I did start with a boat cruise to get a sense of the layout of the town.  The tour guides speak several languages and toggle between them throughout the tour, which is quite relaxed.  I was the only non-Portuguese speaker on my boat; my guide began in English, but switched to French once he learned I could speak it.  That has happened to me several times in Portugal; while nearly everyone in customer service speaks some English, Portuguese speakers can often convey a lot more in French since its roots are closer to Portuguese than to English.

Museau Arte Nova
After lunch in an English tea shop, I went to the Museu Arte Nova, or Art Nouveau museum.  It had one exhibit inside at the time, and honestly, the outside facade is the most impressive part of the building.  But there is a café in the back courtyard, and the ticket is also good for the Museu da Cidade just a couple of doors down.  This museum is a quick twenty-minute cultural overview of the history of Aveiro as a fishing port and commune.

After wandering the winding streets for another hour, I felt it was time to head back to Porto for my last evening.

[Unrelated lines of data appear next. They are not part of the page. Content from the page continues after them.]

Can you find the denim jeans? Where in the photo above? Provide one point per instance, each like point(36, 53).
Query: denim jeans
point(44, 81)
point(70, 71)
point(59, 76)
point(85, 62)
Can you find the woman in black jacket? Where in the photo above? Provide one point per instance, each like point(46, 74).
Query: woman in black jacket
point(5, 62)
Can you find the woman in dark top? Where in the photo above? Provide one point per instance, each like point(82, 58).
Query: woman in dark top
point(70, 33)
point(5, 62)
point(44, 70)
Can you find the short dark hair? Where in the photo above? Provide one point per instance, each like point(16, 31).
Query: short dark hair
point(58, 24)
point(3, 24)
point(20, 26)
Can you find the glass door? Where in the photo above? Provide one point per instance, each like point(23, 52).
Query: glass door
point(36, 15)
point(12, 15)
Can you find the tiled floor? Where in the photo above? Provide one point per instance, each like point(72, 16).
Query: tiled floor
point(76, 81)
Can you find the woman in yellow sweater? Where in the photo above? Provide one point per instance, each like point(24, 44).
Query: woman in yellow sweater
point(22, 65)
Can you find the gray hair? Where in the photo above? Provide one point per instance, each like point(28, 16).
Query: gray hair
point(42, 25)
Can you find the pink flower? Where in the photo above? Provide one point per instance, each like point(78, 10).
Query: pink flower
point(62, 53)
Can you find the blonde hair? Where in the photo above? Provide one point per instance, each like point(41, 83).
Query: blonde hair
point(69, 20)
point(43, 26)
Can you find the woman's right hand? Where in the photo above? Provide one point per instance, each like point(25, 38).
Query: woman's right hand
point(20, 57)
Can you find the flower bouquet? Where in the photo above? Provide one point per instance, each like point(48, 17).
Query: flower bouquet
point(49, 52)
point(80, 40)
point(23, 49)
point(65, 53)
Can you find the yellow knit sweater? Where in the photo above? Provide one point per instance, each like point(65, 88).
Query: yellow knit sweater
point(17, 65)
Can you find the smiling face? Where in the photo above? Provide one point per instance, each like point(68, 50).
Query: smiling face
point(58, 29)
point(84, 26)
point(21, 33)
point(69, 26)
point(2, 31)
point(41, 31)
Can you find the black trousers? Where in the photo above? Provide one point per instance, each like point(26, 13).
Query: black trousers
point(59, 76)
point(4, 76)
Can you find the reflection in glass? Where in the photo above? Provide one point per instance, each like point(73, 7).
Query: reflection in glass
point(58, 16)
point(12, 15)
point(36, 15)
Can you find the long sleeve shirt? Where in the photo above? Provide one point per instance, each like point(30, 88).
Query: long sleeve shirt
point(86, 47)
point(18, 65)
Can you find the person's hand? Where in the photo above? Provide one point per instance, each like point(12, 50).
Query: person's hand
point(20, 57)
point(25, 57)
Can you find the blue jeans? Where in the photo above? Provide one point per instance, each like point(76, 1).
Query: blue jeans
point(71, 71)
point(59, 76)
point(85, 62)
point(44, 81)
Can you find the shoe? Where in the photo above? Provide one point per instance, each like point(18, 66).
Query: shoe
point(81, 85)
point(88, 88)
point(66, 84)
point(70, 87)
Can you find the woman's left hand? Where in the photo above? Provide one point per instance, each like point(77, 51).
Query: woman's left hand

When (not if) I come back to Portugal, I'd like to tour a port wine cave in Vila Nova de Gaia to learn more about the fabrication and aging process, but on my last afternoon I just had time for a tasting at Casa Kopke, which is the oldest port wine house there.  Port is a typical dessert wine, but can also be paired with a main course; at Kopke, they give you plenty of chocolate to go with your tasting.  Believe it or not, certain ports go better with white, milk, or dark chocolate.  I tasted a tawny port, an LBV (late bottled vintage, which tastes similar to a red wine), and a less-common white port.  I couldn't pick a favorite between the three; I'd never tasted an LBV or white before, and each was unique.

For my last dinner in Porto, I went to a small restaurant on a hilly street near the river for cod, a fish commonly served in Portugal that may be prepared in thousands of ways.  This time, the fish was topped with a tomato sauce, onions, peppers, and herbs...and surrounded by way too many potato chips.  But the fish itself was excellent.  After dinner, the street music on the waterfront is not to be missed.

It was my sunset walks back and forth across the Pont Luís I and the Douro that made me fall in love with Porto.  The view is incredible; the city glows in the evening light; the people are happy and friendly; the river is calm; the street music is optimistic.  In the end, it ranks up with Budapest on my list of cities to revisit.